Коржов подошел совсем близко к Никите, несколько нестерпимо долгих минут странно смотрел ему в лицо, но уже совсем по-другому, не так, как в самом начале смерти.
– Кто эти люди на фотографии? – своим обычным голосом спросил он.
– Папа и мама, – ответил Никита. Но даже сам себя не услышал. Зато Коржов, казалось, услышал.
– Папа, говоришь? Ну-ну… А маму как звали? Лена?
– Елена Алексеевна… – попытался ответить Никита, и снова Коржов каким-то чудом его услышал. На миг отвел глаза, что-то посмотрел в Никитином паспорте, снова принялся сверлить его взглядом.
– Да, бывает, – наконец произнес он. – А что ж ты такой мелкий-то? Ладно, хоть не пидор, как мы уже имели счастье убедиться. И на том спасибо…
«Что он несет? – мучительно недоумевал Никита. – Зачем все это?.. Зачем?..»
– Все, собрались и поехали, – бодро скомандовал Коржов в темноту. – Этого берем с собой.
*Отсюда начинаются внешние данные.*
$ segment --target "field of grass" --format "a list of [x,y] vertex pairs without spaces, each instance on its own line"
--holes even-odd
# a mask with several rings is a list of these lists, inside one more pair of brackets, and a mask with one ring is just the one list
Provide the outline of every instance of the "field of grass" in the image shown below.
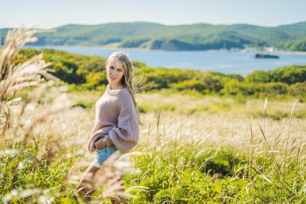
[[[52,102],[33,100],[21,115],[21,101],[11,105],[11,127],[1,140],[4,203],[73,202],[74,187],[94,157],[86,150],[94,108],[73,105],[93,104],[102,93],[62,90],[44,92],[37,100]],[[304,203],[305,103],[137,97],[143,125],[139,143],[126,156],[133,167],[124,177],[135,195],[129,203]],[[96,184],[97,203],[108,203],[103,183]]]
[[[30,29],[18,32],[0,53],[0,202],[76,204],[72,193],[94,159],[86,147],[103,92],[69,91],[40,56],[12,64],[18,41],[33,40]],[[139,143],[87,181],[98,190],[90,203],[110,204],[118,186],[108,178],[122,174],[129,204],[305,203],[305,103],[136,96]]]

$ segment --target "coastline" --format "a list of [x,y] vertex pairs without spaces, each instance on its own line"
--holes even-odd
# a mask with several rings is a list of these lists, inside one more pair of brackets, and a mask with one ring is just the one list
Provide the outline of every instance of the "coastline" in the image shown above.
[[84,45],[25,45],[24,46],[36,46],[36,47],[46,47],[46,46],[52,46],[52,47],[79,47],[79,48],[102,48],[102,49],[121,49],[121,50],[125,50],[125,49],[129,49],[131,50],[141,50],[141,51],[169,51],[172,52],[175,52],[175,51],[206,51],[209,52],[257,52],[257,53],[282,53],[282,54],[301,54],[301,55],[306,55],[306,51],[284,51],[284,50],[277,50],[277,51],[262,51],[262,50],[248,50],[247,49],[240,49],[239,50],[231,50],[230,49],[222,49],[221,50],[219,49],[207,49],[207,50],[164,50],[164,49],[151,49],[149,48],[137,48],[137,47],[116,47],[113,46],[84,46]]

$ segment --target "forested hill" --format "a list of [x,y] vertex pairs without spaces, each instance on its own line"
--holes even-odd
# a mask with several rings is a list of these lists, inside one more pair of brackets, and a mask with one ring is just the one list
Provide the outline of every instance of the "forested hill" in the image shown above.
[[[249,24],[165,25],[149,23],[69,24],[38,33],[32,45],[108,46],[152,49],[207,50],[274,46],[306,51],[306,22],[277,27]],[[7,29],[0,29],[1,45]],[[48,31],[50,31],[49,30]]]

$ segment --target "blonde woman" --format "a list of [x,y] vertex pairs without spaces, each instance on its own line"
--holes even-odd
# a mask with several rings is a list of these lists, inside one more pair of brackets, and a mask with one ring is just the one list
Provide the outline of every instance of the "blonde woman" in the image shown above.
[[[95,189],[86,184],[86,179],[101,168],[103,162],[117,150],[126,153],[138,142],[139,114],[136,109],[133,84],[132,63],[121,52],[112,53],[106,62],[109,84],[95,105],[95,124],[87,143],[89,153],[97,157],[81,178],[74,192],[76,198],[90,201]],[[124,191],[121,178],[122,193]],[[123,193],[122,194],[122,195]],[[126,204],[125,197],[120,200],[110,198],[112,204]],[[121,202],[121,203],[120,203]]]

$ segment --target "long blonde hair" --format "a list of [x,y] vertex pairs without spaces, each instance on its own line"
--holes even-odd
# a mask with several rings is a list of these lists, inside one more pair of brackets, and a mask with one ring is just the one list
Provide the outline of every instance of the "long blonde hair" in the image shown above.
[[[137,115],[138,120],[138,123],[140,123],[140,118],[139,117],[139,113],[137,107],[137,102],[136,102],[136,97],[135,93],[136,92],[136,87],[135,86],[136,81],[134,77],[133,70],[135,67],[127,55],[122,52],[116,52],[111,54],[108,58],[106,61],[106,68],[109,68],[110,66],[110,64],[112,61],[115,59],[117,62],[121,63],[124,69],[125,69],[125,73],[122,78],[121,82],[126,88],[129,92],[131,93],[134,106],[136,109]],[[109,80],[109,79],[108,79]]]

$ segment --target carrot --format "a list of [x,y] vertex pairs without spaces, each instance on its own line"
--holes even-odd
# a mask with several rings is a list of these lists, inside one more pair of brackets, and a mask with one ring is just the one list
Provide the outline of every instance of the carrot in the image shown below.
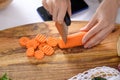
[[21,46],[26,46],[26,43],[29,41],[30,39],[28,37],[21,37],[19,39],[19,43]]
[[35,56],[36,59],[43,59],[45,54],[42,50],[37,50],[37,51],[35,51],[34,56]]
[[62,38],[59,39],[58,46],[60,48],[71,48],[76,46],[81,46],[82,44],[82,38],[87,32],[78,32],[74,34],[70,34],[67,37],[67,43],[64,43]]
[[55,47],[58,44],[58,40],[55,37],[48,37],[47,40],[46,40],[46,43],[50,46]]
[[38,45],[39,43],[35,39],[31,39],[26,43],[27,48],[33,47],[34,49],[36,49]]
[[47,56],[50,56],[54,53],[54,49],[49,46],[49,45],[45,45],[43,48],[42,48],[42,51],[47,55]]
[[39,44],[38,49],[42,49],[45,45],[47,45],[47,43],[41,43],[41,44]]
[[28,57],[34,56],[34,48],[33,47],[28,48],[27,51],[26,51],[26,55]]
[[44,43],[46,41],[46,36],[43,34],[38,34],[35,37],[35,40],[37,40],[39,43]]

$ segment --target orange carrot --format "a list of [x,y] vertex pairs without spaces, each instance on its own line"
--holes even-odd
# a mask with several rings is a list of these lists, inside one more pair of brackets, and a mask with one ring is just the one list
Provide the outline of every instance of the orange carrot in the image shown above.
[[49,46],[49,45],[45,45],[43,48],[42,48],[42,51],[47,55],[47,56],[50,56],[54,53],[54,49]]
[[28,48],[27,51],[26,51],[26,55],[28,57],[34,56],[34,48],[33,47]]
[[27,48],[33,47],[34,49],[36,49],[38,45],[39,43],[35,39],[31,39],[26,43]]
[[30,39],[28,37],[21,37],[19,39],[19,43],[21,46],[26,46],[26,43],[29,41]]
[[35,40],[37,40],[38,42],[40,43],[44,43],[46,41],[46,36],[43,35],[43,34],[38,34],[36,37],[35,37]]
[[58,40],[55,37],[48,37],[46,42],[48,45],[53,46],[53,47],[57,46],[58,44]]
[[74,34],[70,34],[67,37],[67,43],[64,43],[62,38],[59,39],[58,46],[60,48],[71,48],[76,46],[81,46],[82,44],[82,38],[87,32],[78,32]]
[[47,43],[41,43],[41,44],[39,44],[38,49],[42,49],[45,45],[47,45]]
[[45,54],[42,50],[37,50],[37,51],[35,51],[34,56],[35,56],[36,59],[43,59]]

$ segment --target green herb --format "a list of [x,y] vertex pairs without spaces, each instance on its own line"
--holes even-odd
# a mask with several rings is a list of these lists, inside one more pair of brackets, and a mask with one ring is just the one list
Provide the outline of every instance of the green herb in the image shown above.
[[5,73],[1,78],[0,78],[0,80],[11,80],[8,76],[7,76],[7,74]]
[[107,79],[102,78],[102,77],[94,77],[92,80],[107,80]]

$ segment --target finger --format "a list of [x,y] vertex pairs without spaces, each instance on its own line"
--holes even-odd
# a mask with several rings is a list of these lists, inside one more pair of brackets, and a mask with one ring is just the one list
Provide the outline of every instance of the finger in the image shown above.
[[69,16],[71,16],[72,15],[72,11],[71,11],[71,2],[70,2],[70,0],[68,0],[68,14],[69,14]]
[[82,42],[85,44],[90,38],[92,38],[96,33],[101,30],[102,22],[96,24],[91,30],[89,30],[86,35],[83,37]]
[[97,24],[97,19],[96,19],[96,15],[94,15],[93,17],[92,17],[92,19],[88,22],[88,24],[85,26],[85,27],[83,27],[83,28],[81,28],[80,30],[81,31],[89,31],[94,25],[96,25]]
[[64,17],[66,15],[66,11],[67,11],[67,6],[63,6],[63,5],[67,5],[67,4],[65,4],[65,3],[61,4],[61,8],[59,8],[59,12],[58,12],[58,16],[57,16],[57,21],[61,24],[64,22]]
[[85,48],[91,48],[97,44],[99,44],[102,40],[104,40],[114,29],[113,25],[109,28],[101,30],[98,34],[96,34],[92,39],[90,39],[85,45]]
[[42,4],[43,4],[43,7],[49,11],[49,7],[48,7],[48,4],[46,3],[47,0],[42,0]]
[[49,13],[53,15],[53,2],[48,0],[48,5],[49,5]]

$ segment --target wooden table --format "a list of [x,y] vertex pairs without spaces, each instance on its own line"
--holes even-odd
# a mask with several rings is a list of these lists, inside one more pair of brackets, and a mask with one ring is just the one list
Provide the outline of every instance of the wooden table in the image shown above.
[[[69,33],[79,31],[87,22],[72,22]],[[0,31],[0,75],[6,72],[13,80],[66,80],[80,72],[97,66],[117,68],[117,40],[120,25],[99,45],[84,49],[76,47],[66,50],[57,49],[52,56],[43,60],[28,58],[25,48],[19,45],[22,36],[34,37],[42,33],[59,36],[54,22],[34,23]]]

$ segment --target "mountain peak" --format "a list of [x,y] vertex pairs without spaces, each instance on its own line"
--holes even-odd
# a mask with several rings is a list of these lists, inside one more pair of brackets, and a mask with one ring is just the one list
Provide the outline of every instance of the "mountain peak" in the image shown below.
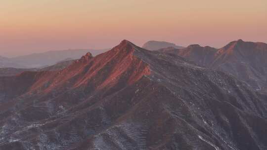
[[84,61],[87,61],[90,59],[92,57],[93,57],[93,56],[92,56],[92,54],[90,52],[89,52],[87,53],[85,55],[82,56],[80,60],[83,60]]
[[201,47],[199,44],[191,44],[188,46],[188,47]]
[[243,40],[242,39],[239,39],[237,40],[237,41],[239,42],[244,42],[244,40]]

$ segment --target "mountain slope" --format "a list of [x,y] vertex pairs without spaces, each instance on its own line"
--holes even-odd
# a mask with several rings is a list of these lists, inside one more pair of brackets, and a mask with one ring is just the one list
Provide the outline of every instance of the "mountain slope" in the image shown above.
[[266,95],[127,40],[60,71],[0,77],[0,150],[267,147]]
[[210,47],[188,46],[159,50],[188,59],[199,65],[223,71],[246,81],[257,90],[267,87],[267,44],[231,42],[218,50]]
[[157,50],[161,48],[169,47],[173,47],[176,48],[183,48],[182,46],[176,45],[175,44],[172,43],[155,40],[150,40],[147,41],[144,44],[142,47],[150,50]]

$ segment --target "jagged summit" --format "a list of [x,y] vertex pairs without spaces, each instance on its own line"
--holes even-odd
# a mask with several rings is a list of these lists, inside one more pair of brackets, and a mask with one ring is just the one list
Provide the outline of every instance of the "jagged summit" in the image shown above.
[[202,47],[200,45],[199,45],[199,44],[191,44],[191,45],[189,45],[188,46],[187,46],[187,47]]

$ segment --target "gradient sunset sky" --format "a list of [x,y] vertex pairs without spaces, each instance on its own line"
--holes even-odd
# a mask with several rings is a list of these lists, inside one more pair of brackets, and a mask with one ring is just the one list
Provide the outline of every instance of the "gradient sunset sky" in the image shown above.
[[267,0],[2,0],[0,55],[105,48],[124,39],[221,47],[267,42]]

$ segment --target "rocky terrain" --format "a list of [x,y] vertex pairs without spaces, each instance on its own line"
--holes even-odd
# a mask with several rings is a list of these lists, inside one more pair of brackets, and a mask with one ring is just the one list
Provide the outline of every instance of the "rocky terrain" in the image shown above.
[[176,45],[175,44],[161,41],[150,40],[144,44],[143,48],[150,50],[157,50],[159,49],[172,47],[175,48],[182,48],[182,46]]
[[159,51],[175,54],[199,65],[224,72],[242,80],[257,90],[267,88],[267,44],[231,42],[222,48],[192,45],[186,48],[173,47]]
[[267,126],[266,95],[125,40],[61,71],[0,77],[0,150],[264,150]]

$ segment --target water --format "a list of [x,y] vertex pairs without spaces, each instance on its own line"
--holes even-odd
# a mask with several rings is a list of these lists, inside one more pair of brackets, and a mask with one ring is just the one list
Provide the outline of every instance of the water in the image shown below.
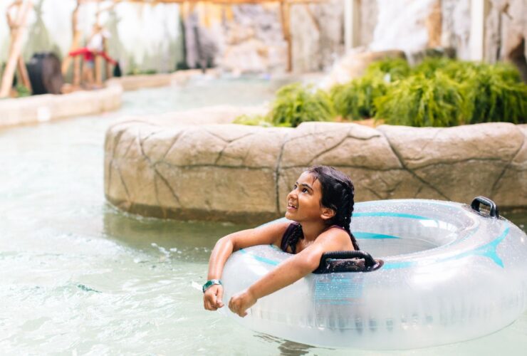
[[[258,335],[202,309],[192,282],[206,279],[216,240],[246,226],[142,218],[105,201],[104,134],[120,115],[259,104],[276,89],[214,83],[126,93],[118,112],[0,132],[3,355],[350,353]],[[508,217],[525,230],[526,215]],[[524,314],[481,339],[382,354],[521,355],[526,336]]]

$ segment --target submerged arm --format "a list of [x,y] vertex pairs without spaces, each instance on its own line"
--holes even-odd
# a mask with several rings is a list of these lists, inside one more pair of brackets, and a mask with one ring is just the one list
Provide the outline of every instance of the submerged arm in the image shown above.
[[[222,237],[216,243],[209,260],[207,280],[221,278],[227,258],[233,252],[251,246],[276,244],[280,241],[288,223],[277,223],[256,229],[243,230]],[[221,301],[223,287],[209,287],[203,295],[203,304],[207,310],[216,310],[224,306]]]
[[[315,271],[325,252],[343,249],[342,236],[335,234],[320,235],[302,251],[280,263],[246,290],[235,295],[229,303],[233,313],[244,317],[256,300],[292,284]],[[345,239],[349,240],[346,235]]]

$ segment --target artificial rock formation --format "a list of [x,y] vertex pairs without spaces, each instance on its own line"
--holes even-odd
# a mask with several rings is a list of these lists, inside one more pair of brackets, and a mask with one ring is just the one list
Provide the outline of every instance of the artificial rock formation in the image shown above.
[[283,214],[286,196],[306,168],[329,164],[351,176],[357,201],[427,198],[469,203],[484,195],[501,207],[527,206],[525,125],[191,125],[200,117],[207,122],[203,117],[212,112],[216,117],[209,123],[236,117],[232,108],[207,110],[110,127],[107,199],[147,216],[259,223]]

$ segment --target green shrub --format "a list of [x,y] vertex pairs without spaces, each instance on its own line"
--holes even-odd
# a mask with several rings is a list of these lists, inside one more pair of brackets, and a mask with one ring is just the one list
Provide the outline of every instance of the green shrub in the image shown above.
[[330,121],[335,115],[327,93],[315,90],[312,85],[293,83],[276,92],[269,121],[275,126],[296,127],[307,121]]
[[29,90],[29,88],[24,84],[17,84],[15,89],[16,90],[16,93],[19,94],[19,98],[30,96],[31,95],[31,92]]
[[410,74],[408,62],[402,58],[387,58],[373,62],[366,69],[366,76],[378,76],[387,82],[407,78]]
[[454,126],[469,117],[461,85],[441,72],[400,80],[375,105],[376,117],[390,125]]
[[481,64],[458,73],[456,79],[469,105],[469,123],[527,122],[527,85],[515,68]]
[[330,92],[335,110],[342,117],[360,120],[375,115],[375,99],[386,94],[388,84],[380,76],[366,75]]
[[452,73],[458,70],[463,70],[467,62],[460,62],[444,57],[431,57],[423,60],[412,70],[412,75],[422,74],[426,78],[432,78],[436,72],[441,70],[448,76],[452,77]]

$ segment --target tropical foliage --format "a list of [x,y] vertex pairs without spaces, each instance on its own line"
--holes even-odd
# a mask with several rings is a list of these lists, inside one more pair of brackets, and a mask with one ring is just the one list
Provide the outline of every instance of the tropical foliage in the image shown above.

Положите его на трассе. Только под фонарем каким-нибудь, чтобы фура случайная не задавила. А я этому аиду позвоню, который с ним ходит, тут на трубе явно его номер…
Моторы джипов дружно взревели. Из темноты вышел человек – тот самый, с лицом полковника.
– Шеф, извините, конечно, но его теперь оставлять нельзя. Он же очухаться не успеет – в ментуру побежит… Типа – знаменитость…
– Я не понял, тебе что, показалось, что я советуюсь? – спокойно спросил Коржов и тяжело, но ловко запрыгнул в одну из машин, которая сразу же взревела, разворачиваясь на мокрых лесных кочках.
«Полковник» с недовольным лицом подхватил Никиту и потащил его к другому джипу. Но перед тем как закинуть в багажник, гадко оглянувшись – не видит ли шеф? – ударил его коленом в пах.